It's 9:37 Sunday night and I'm sharing a motel room in Prince Frederick, Maryland with my niece and nephew as we navigate the sudden terminal diagnosis of their mother, who may only have weeks to live. We do not know anyone in Maryland. Neither does their mother, really, except her most recent boyfriend, a quiet, kind man we just met whom she hadn't seen in 18 months until she arrived in his driveway 3 weeks ago, her life's belongings packed into her yellow Nissan XTerra. She had left her last home, in Nevada living in her 2nd ex-husband's guest room, almost immediately upon completing breast cancer treatment, misleading all of us - and herself - into thinking she was cancer-free.
She's not cancer-free.

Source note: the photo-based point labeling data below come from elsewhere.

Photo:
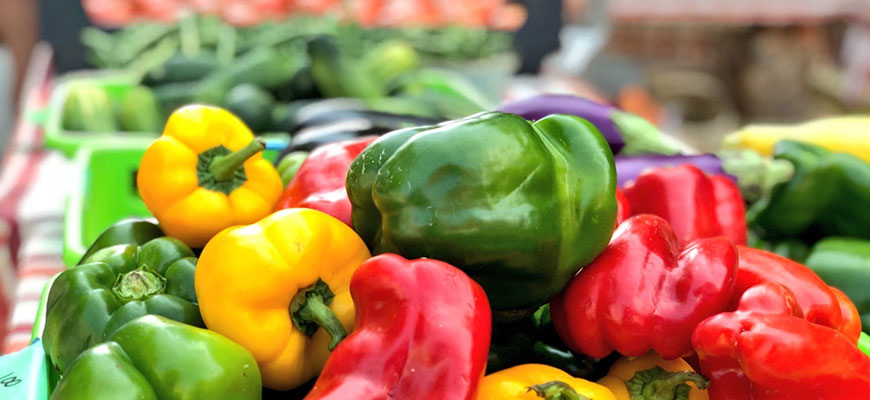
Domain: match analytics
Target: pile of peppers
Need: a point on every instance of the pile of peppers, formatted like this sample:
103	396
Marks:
498	256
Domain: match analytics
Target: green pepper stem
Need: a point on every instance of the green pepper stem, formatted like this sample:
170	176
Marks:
556	390
658	384
224	167
310	310
138	284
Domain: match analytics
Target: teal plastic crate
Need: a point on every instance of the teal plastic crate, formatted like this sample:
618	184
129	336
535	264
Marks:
115	83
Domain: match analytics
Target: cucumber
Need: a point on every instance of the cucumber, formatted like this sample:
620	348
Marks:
182	69
252	104
139	111
88	109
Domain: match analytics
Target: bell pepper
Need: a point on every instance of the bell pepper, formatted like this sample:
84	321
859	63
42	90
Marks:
206	173
272	285
156	358
827	196
764	350
696	205
289	165
645	292
518	206
538	381
626	133
319	183
819	303
423	331
847	134
651	377
130	231
533	340
844	263
623	207
114	286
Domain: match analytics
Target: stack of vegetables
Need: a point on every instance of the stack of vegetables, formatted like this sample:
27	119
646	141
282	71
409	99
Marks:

In fact, as Thursday afternoon progressed we learned she has cancer in her breasts, lungs, brain, and probably liver. And so here we are trying to navigate raw emotions, sterile paperwork, and a plan for a woman who suddenly can't travel to anywhere else but knows no one here. Here being the place where she will most assuredly die.
Somehow I must drive my 18 year old niece and 20 year old nephew away from their mother tomorrow afternoon without being able to offer them what I have always wanted to offer them -- absolute security and certainty that their mother will be okay.
So we're gonna watch a movie and sleep and when we wake up we'll do what we always do -- handle whatever presents itself in the moment.